Consecutive Support Matching Induced Parameter Tuning Accelerates Momentum Iterative Hard Thresholding

2026-06-08Information Theory

Information Theory
AI summary

The authors present CosMIHT, a new method to speed up finding sparse signals from data. It cleverly adjusts its speed based on detecting when the important parts of the signal stop changing, using a simple rule to switch from cautious to faster steps. They prove the method first steadily identifies the signal's main features and then quickly refines the results with high probability. Tests show CosMIHT converges faster than other methods without losing accuracy.

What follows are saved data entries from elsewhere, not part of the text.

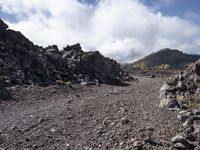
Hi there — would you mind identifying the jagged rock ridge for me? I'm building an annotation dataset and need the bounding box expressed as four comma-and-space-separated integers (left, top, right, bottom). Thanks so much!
0, 19, 131, 99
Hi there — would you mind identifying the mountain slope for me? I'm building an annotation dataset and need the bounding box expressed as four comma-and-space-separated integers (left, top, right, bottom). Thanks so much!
132, 48, 200, 69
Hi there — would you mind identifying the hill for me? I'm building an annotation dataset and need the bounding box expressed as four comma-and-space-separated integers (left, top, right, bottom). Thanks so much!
127, 48, 200, 70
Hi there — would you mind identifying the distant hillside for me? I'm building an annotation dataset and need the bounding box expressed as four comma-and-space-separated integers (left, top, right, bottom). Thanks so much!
128, 48, 200, 69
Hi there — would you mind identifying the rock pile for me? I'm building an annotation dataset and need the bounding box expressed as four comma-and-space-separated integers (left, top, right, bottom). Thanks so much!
0, 19, 132, 99
62, 44, 131, 84
159, 59, 200, 109
159, 59, 200, 149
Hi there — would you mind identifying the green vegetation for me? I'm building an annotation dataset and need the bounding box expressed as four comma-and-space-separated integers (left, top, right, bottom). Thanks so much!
132, 62, 170, 70
155, 64, 170, 69
132, 62, 146, 70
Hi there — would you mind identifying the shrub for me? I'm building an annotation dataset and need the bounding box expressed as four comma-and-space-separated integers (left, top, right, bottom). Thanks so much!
156, 64, 170, 69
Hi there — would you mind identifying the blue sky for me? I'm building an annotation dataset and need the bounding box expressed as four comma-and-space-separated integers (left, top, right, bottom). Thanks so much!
1, 0, 200, 62
82, 0, 200, 24
143, 0, 200, 24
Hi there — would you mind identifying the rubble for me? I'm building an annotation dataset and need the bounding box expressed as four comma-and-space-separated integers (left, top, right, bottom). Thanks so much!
61, 43, 133, 84
0, 19, 132, 100
159, 59, 200, 149
159, 59, 200, 109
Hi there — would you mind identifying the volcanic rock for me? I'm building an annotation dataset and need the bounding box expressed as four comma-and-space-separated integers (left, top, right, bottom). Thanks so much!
159, 59, 200, 108
0, 19, 132, 100
160, 59, 200, 149
0, 19, 8, 33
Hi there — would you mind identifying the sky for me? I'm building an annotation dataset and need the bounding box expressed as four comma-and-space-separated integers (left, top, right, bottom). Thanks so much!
1, 0, 200, 63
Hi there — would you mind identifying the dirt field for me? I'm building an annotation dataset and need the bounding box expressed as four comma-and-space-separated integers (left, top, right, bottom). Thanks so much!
0, 77, 181, 150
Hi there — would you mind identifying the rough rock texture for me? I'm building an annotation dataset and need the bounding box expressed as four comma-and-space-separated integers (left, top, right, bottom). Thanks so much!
0, 20, 73, 87
0, 77, 182, 150
0, 19, 8, 33
159, 59, 200, 149
62, 44, 131, 84
159, 59, 200, 109
0, 19, 131, 100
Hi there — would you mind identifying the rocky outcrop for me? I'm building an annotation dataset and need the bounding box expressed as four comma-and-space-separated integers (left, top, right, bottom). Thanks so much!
159, 59, 200, 149
159, 59, 200, 109
0, 19, 8, 33
0, 19, 132, 100
62, 44, 131, 84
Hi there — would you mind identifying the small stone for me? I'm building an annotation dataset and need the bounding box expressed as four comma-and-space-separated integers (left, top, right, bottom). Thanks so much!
38, 118, 44, 123
133, 140, 144, 148
67, 99, 73, 103
121, 118, 130, 124
177, 111, 192, 122
195, 145, 200, 150
10, 125, 17, 130
147, 127, 155, 131
66, 115, 73, 119
176, 81, 187, 91
80, 81, 88, 85
95, 79, 99, 86
182, 119, 193, 127
193, 109, 200, 115
171, 135, 186, 143
160, 83, 171, 92
183, 126, 194, 135
172, 136, 193, 150
75, 94, 80, 98
159, 98, 180, 109
181, 104, 189, 110
159, 98, 172, 108
56, 80, 66, 86
50, 128, 56, 133
168, 99, 180, 108
110, 122, 115, 126
25, 137, 30, 142
120, 142, 124, 146
193, 120, 200, 135
186, 133, 196, 142
173, 142, 188, 150
149, 74, 155, 78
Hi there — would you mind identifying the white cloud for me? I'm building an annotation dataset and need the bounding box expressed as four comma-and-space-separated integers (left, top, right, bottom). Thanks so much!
1, 0, 200, 63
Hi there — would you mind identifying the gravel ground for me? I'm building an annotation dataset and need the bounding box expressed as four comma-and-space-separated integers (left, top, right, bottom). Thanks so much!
0, 77, 182, 150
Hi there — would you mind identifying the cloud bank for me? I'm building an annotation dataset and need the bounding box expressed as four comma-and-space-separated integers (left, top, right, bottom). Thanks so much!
1, 0, 200, 63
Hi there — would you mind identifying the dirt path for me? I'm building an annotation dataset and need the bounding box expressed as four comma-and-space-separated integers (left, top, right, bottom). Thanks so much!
0, 77, 181, 150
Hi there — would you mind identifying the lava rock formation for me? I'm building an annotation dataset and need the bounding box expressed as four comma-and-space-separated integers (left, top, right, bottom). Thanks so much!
0, 19, 131, 99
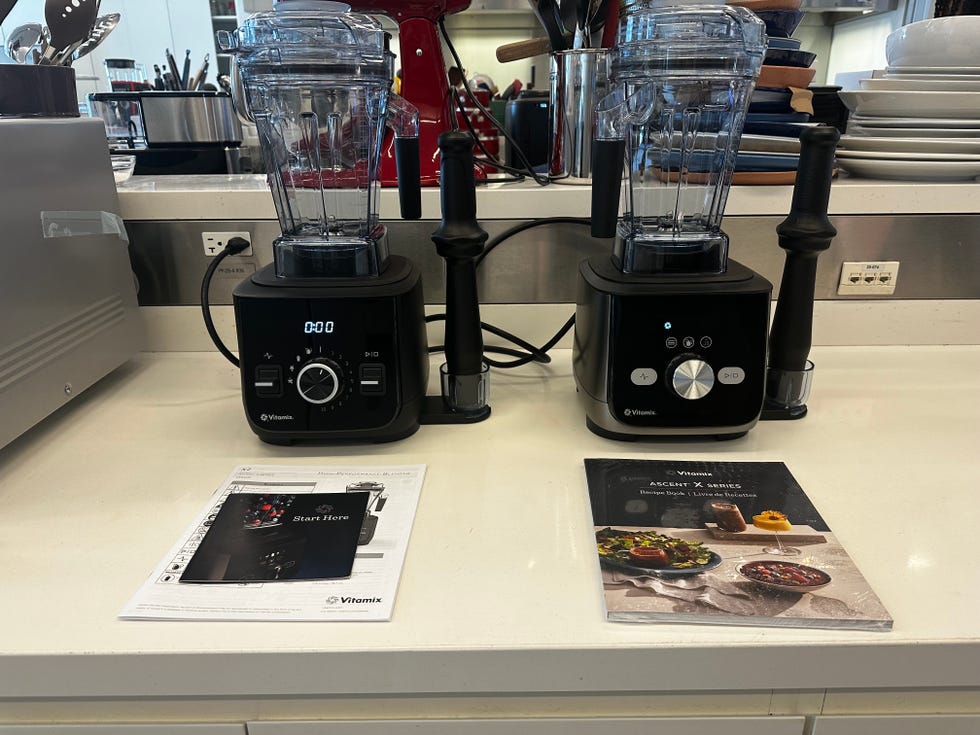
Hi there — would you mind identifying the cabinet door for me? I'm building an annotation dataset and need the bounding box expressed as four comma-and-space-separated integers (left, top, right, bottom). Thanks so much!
247, 717, 805, 735
813, 714, 980, 734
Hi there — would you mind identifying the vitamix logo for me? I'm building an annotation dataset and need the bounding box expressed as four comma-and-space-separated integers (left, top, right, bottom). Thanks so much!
260, 413, 294, 422
325, 595, 382, 606
623, 408, 658, 417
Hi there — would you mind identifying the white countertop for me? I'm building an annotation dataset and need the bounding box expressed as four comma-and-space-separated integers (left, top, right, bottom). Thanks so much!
116, 174, 980, 221
2, 345, 979, 703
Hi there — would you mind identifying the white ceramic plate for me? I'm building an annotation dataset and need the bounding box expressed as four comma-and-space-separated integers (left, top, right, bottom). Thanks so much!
838, 157, 980, 181
836, 149, 980, 162
848, 114, 980, 129
860, 77, 980, 92
839, 90, 980, 119
846, 124, 980, 138
885, 65, 980, 75
839, 134, 980, 154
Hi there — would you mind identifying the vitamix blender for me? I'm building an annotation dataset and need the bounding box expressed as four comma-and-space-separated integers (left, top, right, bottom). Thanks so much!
576, 0, 839, 440
220, 0, 427, 444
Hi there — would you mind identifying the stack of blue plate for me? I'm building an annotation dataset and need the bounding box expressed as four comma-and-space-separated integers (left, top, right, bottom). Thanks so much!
736, 8, 818, 182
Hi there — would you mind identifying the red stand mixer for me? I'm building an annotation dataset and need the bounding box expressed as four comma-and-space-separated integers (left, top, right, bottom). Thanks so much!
349, 0, 472, 186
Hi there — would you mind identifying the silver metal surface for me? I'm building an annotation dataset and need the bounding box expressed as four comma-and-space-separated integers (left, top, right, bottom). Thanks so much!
549, 49, 608, 181
140, 93, 242, 145
671, 359, 714, 400
124, 214, 980, 307
0, 118, 142, 451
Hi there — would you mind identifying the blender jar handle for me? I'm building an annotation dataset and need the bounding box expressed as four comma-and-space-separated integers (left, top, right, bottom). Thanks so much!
590, 90, 629, 238
591, 138, 626, 238
387, 92, 422, 220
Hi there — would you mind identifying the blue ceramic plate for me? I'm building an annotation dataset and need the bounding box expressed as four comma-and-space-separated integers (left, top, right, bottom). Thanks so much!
765, 48, 818, 69
768, 37, 802, 50
754, 9, 806, 37
747, 112, 812, 123
735, 152, 800, 172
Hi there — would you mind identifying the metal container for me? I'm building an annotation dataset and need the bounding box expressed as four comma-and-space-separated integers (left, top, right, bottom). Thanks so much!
88, 90, 242, 147
549, 49, 608, 182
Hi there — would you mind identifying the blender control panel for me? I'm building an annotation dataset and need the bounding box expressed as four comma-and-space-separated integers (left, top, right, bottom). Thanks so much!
608, 291, 770, 428
236, 295, 405, 434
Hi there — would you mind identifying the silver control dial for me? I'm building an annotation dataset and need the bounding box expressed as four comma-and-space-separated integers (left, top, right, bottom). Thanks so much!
296, 360, 342, 405
670, 357, 715, 400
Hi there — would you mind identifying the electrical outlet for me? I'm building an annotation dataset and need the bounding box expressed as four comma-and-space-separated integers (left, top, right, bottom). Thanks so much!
202, 231, 253, 257
837, 261, 900, 296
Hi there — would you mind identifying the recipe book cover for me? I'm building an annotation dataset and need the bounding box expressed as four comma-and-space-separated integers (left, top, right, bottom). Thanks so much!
585, 459, 893, 631
180, 492, 368, 583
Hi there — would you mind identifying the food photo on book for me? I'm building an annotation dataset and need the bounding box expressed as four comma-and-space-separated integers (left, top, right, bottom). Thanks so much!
585, 459, 893, 631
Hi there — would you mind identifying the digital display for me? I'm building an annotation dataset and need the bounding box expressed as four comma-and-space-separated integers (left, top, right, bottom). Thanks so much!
304, 320, 335, 334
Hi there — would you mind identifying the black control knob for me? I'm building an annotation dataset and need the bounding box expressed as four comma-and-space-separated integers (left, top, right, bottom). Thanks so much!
296, 359, 343, 405
668, 355, 715, 400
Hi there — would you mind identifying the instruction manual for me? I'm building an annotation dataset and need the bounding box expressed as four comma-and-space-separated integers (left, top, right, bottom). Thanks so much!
120, 464, 425, 622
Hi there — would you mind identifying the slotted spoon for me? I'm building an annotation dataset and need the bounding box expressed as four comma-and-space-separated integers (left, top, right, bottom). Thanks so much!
40, 0, 98, 64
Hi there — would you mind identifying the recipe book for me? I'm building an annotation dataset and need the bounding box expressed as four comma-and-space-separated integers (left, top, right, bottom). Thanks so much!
585, 459, 893, 631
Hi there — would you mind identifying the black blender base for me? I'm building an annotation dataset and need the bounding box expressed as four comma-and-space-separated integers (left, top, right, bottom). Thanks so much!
255, 423, 422, 446
585, 417, 747, 442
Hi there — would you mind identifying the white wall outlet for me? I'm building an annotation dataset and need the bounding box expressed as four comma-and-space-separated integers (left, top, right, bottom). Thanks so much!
202, 231, 253, 257
837, 261, 900, 296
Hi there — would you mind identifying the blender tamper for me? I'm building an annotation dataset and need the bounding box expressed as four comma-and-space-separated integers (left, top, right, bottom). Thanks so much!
762, 125, 840, 421
422, 131, 492, 423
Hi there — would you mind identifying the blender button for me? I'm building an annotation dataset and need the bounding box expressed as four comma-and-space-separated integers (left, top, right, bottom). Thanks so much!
359, 363, 386, 395
665, 337, 678, 349
682, 336, 695, 349
700, 336, 713, 348
254, 365, 283, 397
718, 367, 746, 385
630, 368, 658, 386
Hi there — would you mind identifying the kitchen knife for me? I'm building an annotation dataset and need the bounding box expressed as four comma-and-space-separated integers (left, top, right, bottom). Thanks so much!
181, 49, 191, 90
165, 48, 182, 90
153, 64, 164, 90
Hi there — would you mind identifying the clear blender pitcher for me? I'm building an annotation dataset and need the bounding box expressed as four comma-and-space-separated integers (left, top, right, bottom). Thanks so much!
218, 0, 421, 278
591, 0, 766, 273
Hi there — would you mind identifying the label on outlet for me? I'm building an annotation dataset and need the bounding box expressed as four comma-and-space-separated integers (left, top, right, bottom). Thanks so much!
202, 231, 253, 257
837, 261, 900, 296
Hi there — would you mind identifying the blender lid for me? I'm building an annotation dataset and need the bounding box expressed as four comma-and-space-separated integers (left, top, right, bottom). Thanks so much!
218, 0, 390, 77
613, 3, 766, 77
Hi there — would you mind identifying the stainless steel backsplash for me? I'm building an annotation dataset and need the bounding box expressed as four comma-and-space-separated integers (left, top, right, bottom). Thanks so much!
125, 215, 980, 306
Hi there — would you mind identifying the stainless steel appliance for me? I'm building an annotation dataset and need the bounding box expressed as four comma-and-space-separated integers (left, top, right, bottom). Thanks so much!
575, 2, 838, 440
0, 118, 142, 450
87, 90, 243, 175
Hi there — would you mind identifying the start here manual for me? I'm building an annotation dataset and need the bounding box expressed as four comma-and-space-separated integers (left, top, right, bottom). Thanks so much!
120, 464, 425, 622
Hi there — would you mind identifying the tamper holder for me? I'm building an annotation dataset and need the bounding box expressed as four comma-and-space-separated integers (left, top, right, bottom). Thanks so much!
762, 125, 840, 420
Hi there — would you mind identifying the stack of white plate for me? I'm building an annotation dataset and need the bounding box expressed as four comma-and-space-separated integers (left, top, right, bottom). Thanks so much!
836, 17, 980, 181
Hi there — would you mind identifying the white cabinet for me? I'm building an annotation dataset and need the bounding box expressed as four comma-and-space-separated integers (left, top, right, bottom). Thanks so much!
812, 714, 980, 734
247, 717, 805, 735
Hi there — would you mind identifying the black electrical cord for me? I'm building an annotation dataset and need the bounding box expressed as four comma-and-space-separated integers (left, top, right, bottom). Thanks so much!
478, 216, 591, 267
201, 238, 251, 368
439, 17, 552, 186
425, 217, 590, 369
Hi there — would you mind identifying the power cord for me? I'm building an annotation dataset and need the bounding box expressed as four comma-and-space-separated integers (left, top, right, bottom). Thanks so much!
439, 17, 552, 186
427, 217, 590, 369
201, 237, 251, 368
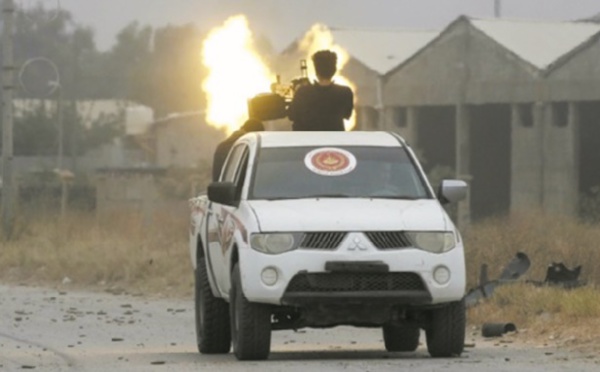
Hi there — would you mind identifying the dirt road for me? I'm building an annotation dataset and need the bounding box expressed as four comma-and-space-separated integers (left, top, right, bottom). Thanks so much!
1, 284, 598, 371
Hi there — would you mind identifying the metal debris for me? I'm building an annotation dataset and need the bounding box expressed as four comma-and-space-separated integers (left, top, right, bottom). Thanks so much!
465, 253, 585, 307
481, 323, 517, 338
465, 252, 531, 307
544, 262, 583, 289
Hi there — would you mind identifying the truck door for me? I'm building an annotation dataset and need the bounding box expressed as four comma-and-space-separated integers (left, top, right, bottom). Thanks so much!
206, 144, 247, 294
218, 147, 251, 293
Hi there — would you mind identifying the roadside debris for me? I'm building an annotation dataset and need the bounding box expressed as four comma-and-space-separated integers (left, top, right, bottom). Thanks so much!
481, 323, 517, 338
542, 262, 583, 289
526, 262, 584, 288
465, 253, 584, 307
465, 252, 531, 307
466, 254, 585, 341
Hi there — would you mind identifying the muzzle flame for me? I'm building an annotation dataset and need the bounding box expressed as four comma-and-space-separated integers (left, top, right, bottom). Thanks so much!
202, 17, 357, 133
201, 15, 275, 134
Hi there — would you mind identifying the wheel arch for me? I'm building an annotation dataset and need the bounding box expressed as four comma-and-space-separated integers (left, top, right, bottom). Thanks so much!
197, 234, 205, 263
230, 244, 239, 274
192, 233, 205, 271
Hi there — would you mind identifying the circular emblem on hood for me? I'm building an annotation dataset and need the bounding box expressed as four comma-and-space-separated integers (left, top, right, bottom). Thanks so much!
305, 148, 357, 176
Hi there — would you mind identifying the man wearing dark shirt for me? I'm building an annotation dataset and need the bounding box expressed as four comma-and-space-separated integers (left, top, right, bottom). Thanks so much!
288, 50, 354, 131
212, 119, 264, 181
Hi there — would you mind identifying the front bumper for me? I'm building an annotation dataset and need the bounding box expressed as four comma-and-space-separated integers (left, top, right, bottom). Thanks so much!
280, 270, 432, 306
238, 240, 466, 306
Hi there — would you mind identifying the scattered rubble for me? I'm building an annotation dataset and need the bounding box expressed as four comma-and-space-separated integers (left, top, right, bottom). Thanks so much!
465, 252, 584, 307
465, 252, 531, 307
482, 323, 517, 338
539, 263, 583, 289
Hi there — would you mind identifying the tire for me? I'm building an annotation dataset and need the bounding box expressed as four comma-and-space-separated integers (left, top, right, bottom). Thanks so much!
195, 256, 231, 354
383, 324, 420, 352
425, 299, 466, 358
230, 264, 272, 360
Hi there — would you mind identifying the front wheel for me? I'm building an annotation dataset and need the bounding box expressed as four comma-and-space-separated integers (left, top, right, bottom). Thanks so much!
230, 264, 272, 360
195, 256, 231, 354
425, 299, 466, 357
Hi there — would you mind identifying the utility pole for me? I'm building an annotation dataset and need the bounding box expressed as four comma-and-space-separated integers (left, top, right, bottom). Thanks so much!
494, 0, 502, 18
57, 84, 63, 169
2, 0, 15, 240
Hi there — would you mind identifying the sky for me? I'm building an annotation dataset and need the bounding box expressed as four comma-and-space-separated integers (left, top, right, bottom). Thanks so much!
37, 0, 600, 51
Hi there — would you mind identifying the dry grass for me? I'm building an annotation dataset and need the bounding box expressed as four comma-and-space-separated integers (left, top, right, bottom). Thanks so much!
468, 284, 600, 349
463, 209, 600, 287
2, 207, 600, 345
0, 206, 193, 297
2, 208, 599, 292
469, 284, 600, 325
463, 209, 600, 347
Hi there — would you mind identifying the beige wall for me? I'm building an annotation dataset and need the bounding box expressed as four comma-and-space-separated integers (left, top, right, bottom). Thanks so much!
153, 115, 225, 168
545, 37, 600, 101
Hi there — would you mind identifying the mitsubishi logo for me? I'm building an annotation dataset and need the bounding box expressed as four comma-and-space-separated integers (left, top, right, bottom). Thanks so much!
348, 236, 368, 251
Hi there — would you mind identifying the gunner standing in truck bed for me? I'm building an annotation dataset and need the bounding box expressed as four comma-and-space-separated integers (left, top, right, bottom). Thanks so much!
288, 50, 354, 131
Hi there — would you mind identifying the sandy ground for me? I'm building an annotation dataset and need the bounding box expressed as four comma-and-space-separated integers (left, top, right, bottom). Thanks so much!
1, 284, 599, 371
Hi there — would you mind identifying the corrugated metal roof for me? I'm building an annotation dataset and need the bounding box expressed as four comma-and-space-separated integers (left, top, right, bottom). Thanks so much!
330, 29, 439, 74
581, 12, 600, 23
470, 18, 600, 70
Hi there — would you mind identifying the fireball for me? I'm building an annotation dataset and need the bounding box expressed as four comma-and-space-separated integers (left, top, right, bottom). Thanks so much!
202, 15, 275, 134
201, 17, 357, 133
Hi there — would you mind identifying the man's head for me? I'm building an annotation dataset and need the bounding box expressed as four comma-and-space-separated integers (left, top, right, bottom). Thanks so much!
241, 118, 265, 133
312, 50, 337, 82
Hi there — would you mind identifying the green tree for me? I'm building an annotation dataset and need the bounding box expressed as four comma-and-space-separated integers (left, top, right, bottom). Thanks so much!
10, 100, 123, 157
0, 5, 125, 156
12, 102, 57, 156
13, 4, 104, 99
106, 22, 154, 99
100, 22, 208, 117
110, 22, 205, 116
126, 24, 207, 117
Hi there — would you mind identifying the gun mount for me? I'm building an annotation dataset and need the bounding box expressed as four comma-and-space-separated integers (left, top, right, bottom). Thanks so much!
247, 60, 310, 121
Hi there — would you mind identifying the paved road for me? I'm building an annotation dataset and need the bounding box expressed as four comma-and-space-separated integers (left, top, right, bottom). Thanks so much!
1, 284, 599, 371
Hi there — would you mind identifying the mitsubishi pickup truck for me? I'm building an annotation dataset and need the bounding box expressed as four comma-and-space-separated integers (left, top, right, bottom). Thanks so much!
189, 131, 468, 360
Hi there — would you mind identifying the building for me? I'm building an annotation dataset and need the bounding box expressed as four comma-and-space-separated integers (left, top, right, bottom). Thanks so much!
13, 99, 152, 131
382, 16, 600, 223
281, 17, 600, 222
147, 112, 226, 169
7, 100, 153, 177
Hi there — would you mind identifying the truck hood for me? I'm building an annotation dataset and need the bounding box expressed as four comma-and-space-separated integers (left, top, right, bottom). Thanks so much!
247, 198, 450, 232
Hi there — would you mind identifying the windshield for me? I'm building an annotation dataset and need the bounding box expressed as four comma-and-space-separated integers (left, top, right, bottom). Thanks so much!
250, 146, 431, 200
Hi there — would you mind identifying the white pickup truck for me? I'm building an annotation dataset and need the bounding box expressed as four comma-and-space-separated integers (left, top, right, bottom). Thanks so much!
189, 131, 468, 360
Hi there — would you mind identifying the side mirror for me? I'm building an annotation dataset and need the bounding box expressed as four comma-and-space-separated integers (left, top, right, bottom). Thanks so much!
208, 182, 238, 207
438, 179, 468, 204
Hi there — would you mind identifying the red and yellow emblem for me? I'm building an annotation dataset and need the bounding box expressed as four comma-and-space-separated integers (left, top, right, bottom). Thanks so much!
305, 148, 357, 176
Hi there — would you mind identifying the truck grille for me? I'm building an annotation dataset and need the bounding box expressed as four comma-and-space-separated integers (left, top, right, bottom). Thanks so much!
365, 232, 412, 250
299, 232, 347, 250
285, 272, 426, 293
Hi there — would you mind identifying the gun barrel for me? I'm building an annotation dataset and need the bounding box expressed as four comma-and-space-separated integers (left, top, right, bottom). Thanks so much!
300, 59, 307, 78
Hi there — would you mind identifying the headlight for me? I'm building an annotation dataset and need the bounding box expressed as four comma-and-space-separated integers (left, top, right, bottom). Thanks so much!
405, 232, 456, 253
250, 233, 298, 255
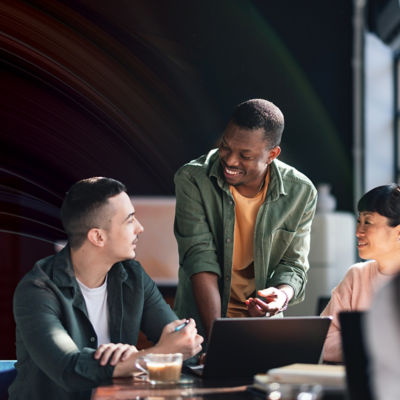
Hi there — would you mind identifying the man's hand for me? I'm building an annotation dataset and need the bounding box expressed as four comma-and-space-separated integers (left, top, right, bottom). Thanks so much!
108, 319, 203, 378
154, 318, 204, 359
94, 343, 139, 366
246, 285, 293, 317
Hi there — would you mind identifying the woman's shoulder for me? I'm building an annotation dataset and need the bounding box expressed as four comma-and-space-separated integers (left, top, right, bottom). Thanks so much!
345, 260, 378, 280
331, 261, 378, 299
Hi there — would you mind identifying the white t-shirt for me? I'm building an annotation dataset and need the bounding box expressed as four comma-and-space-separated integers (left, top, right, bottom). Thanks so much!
77, 276, 110, 346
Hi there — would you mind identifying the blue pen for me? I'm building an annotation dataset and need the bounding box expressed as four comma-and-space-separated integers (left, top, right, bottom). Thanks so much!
174, 320, 189, 332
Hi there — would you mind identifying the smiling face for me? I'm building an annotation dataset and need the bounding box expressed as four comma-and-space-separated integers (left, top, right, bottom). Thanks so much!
102, 192, 144, 263
356, 211, 400, 262
218, 122, 280, 196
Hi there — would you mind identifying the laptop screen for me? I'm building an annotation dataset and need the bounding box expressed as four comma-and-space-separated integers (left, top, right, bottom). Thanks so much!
202, 316, 332, 379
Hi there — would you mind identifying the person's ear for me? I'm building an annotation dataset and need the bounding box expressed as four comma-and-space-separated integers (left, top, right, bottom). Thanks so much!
87, 228, 106, 247
267, 146, 281, 164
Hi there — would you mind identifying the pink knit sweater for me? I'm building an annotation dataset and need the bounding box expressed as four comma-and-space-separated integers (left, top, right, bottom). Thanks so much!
321, 260, 390, 362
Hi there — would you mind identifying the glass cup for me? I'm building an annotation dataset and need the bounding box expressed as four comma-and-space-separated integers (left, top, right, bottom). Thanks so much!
135, 353, 183, 384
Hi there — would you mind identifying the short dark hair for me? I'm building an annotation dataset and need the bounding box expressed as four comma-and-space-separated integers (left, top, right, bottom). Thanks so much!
60, 177, 127, 249
231, 99, 284, 147
357, 184, 400, 227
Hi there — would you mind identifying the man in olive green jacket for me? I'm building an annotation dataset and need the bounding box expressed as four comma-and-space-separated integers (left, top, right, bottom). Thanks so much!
174, 99, 317, 340
10, 177, 203, 400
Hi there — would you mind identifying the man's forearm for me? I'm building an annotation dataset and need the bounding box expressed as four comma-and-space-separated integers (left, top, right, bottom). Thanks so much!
112, 348, 147, 377
191, 272, 221, 339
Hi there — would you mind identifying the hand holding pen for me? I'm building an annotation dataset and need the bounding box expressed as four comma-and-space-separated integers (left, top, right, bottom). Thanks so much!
154, 319, 203, 359
174, 319, 190, 332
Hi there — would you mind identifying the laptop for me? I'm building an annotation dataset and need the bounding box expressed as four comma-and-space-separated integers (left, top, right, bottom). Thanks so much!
339, 311, 373, 400
188, 316, 332, 379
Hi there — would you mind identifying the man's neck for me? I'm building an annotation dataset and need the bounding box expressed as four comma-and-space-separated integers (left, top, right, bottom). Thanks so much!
233, 169, 268, 198
70, 246, 113, 288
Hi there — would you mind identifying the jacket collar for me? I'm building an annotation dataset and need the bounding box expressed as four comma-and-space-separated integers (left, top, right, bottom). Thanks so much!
52, 244, 129, 291
52, 244, 78, 288
208, 149, 228, 192
267, 159, 287, 202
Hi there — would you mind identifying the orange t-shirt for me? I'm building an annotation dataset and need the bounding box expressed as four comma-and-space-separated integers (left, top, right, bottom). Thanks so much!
226, 169, 270, 317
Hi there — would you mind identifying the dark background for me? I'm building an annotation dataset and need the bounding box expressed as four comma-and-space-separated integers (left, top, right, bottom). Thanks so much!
0, 0, 355, 358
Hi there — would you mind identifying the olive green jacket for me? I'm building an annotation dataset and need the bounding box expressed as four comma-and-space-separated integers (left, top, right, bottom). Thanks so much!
9, 246, 176, 400
174, 149, 317, 338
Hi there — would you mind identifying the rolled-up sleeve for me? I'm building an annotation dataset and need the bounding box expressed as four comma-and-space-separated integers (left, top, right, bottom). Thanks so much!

iterative hard thresholdingsparse signal recoverymomentum accelerationheavy-ball methodsupport identificationrestricted isometry propertypower methodconvergence rateGram matrixsignal processing
Authors
Samrat Mukhopadhyay, Debasmita Mukherjee
Abstract
Momentum-based acceleration of iterative hard thresholding (IHT) can dramatically speed up sparse signal recovery from linear measurements, but its effectiveness hinges on careful parameter tuning -- a task complicated by the frequent support changes inherent to hard thresholding. We propose CosMIHT(Consecutive Support Matching Induced Momentum IHT), which resolves this difficulty through a simple adaptive rule: start with the conservative parameters and whenever two consecutive iterates share the same support, estimate the extreme eigenvalues of the support restricted Gram matrix via a lightweight power method and switch to the corresponding optimal heavy-ball parameters. This mechanism allows CosMIHT to automatically interpolate between cautious MIHT-like behavior during support discovery and near-optimal accelerated convergence after support identification. Under standard restricted isometry assumptions, we develop a two-phase convergence theory. In the \emph{wandering phase}, we establish a linear contraction of the recovery error up to a noise floor and derive an explicit upper bound on the number of iterations required to identify the correct support. In the \emph{lock-in} phase, we establish that, with a randomly initialized power method based eigenvalue estimates that depend on the number of power iterations, the algorithm enjoys, with high probability, a near-optimal accelerated convergence rate akin to the heavy ball method. We corroborate the theoretical findings with extensive numerical experiments on both noiseless and noisy measurements demonstrating that CosMIHT achieves faster convergence than state-of-the-art iterative sparse recovery techniques without compromising the recovery performance.